Central bankers are very careful people: conservative, stable and above all, realistic. So when they make a move looks like a gamble, you know you should be very worried. And that’s what the world’s major central banks have just done with a $US100 billion move to try and stave off the tightening credit crunch.
The news from the Fed, Bank of England, Swiss National Bank, European Central Bank and Bank of Canada came half an hour before US trading was due to start at 1.30am this morning (Australian time).
It was well leaked beforehand so the market was primed for a solid rebound from the previous day’s slump after the Fed’s 0.25% rate cut was deemed too little by greedy investors and banks.
But the co-ordinated action was partially derailed by the sector it was trying to help. Three major US banks — Bank of America, First Wachovia and PNC — announced that they would be making bigger than expected write-downs and reporting losses on subprime mortgages and related debt in the fourth quarter.
That told traders that whatever the central banks did, the subprime problems were far from over and sentiment switched. Wall Street ended up 41 points, but it had been 250 points higher.

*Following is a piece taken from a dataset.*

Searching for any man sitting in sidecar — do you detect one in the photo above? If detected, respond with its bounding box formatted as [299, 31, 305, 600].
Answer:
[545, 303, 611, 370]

Bloomberg described the move from the central banks as the “biggest act of international economic cooperation since the September 11 terrorist attacks,” but they should have been a bit more upfront and described it as something of a punt, or at best a venture into unchartered waters.
The Fed and the ECB have already revealed attempts in the past month to add more money to their banking systems on a more systematic basis, and also revealed attempts to inject liquidity across the end of the year to try and alleviate what is emerging as the biggest fear of all: a complete credit lock up at year’s end.
The Fed said in a statement it will make up to $US24 billion available to the ECB and Swiss National Bank to increase the supply of dollars in Europe. The Fed also plans four auctions, including two this month that will add as much as $US40 billion, to increase cash in the US. It made two injections totalling SUS88 billion last month, to no avail as short term interest rate spreads continued to widen.
The Fed said in its statement that the measures were “designed to address elevated pressures in short-term funding markets.”
The Fed also said it’s considering setting up a permanent arrangement to provide funds to banks through so-called term auction facility operations.
The first US auction, of 28-day funds, will be $US20 billion next Monday, December 17, the second follows three days later.
“By allowing the Federal Reserve to inject term funds through a broader range of counterparties and against a broader range of collateral than open market operations, this facility could help promote the efficient dissemination of liquidity,” the Fed statement said.
These auctions will be open to all “generally sound” deposit-taking institutions to participate in the ‘”term auction facility”.
Unlike the co-ordination at the time of September 11, the potential problems soon passed. The freeze in August and September never went away, like an iceberg, it remained partly submerged in credit markets before re-emerging in November as banks and other groups produced a cascade of losses and write-downs that total more than $US100 billion.
This is become increasingly serious and the central banks are now trying everything they have in their arsenals, and more, to try and prevent a complete freeze on credit.
Forget China and the decoupling argument and BHP Billion can forget Rio Tinto for quite a while, the next few months are going to be fraught with considerable danger.
Oops – apologies to Merryl Lynch. It was of course the Morgan Stanley crystal ball that was forecasting a fairyland “mild recession”. 😉
There are quite a few banks around the world at the moment that are not just suffering “liquidity problems”. It’s more likely that they are INSOLVENT (read bankrupt) due to the subprime mess. So of course they are not gonna lend to each other! And no-one wants to talk about this publicly cos we don’t want to see Northern Rock style runs on banks and mass panic which would hark back to what happened during The Great Depression.
In truth there is nothing the Fed, ECB etc can do to solve insolvency problems via monetary policy, even with this unprecendented co-ordination. Batton down the hatches. That “mild recession” Merryl Lynch talked about the other day is gonna turn severely severe, and Australia won’t be decoupling. This is THE media story that all news outlets not owned by Rupert should be watching.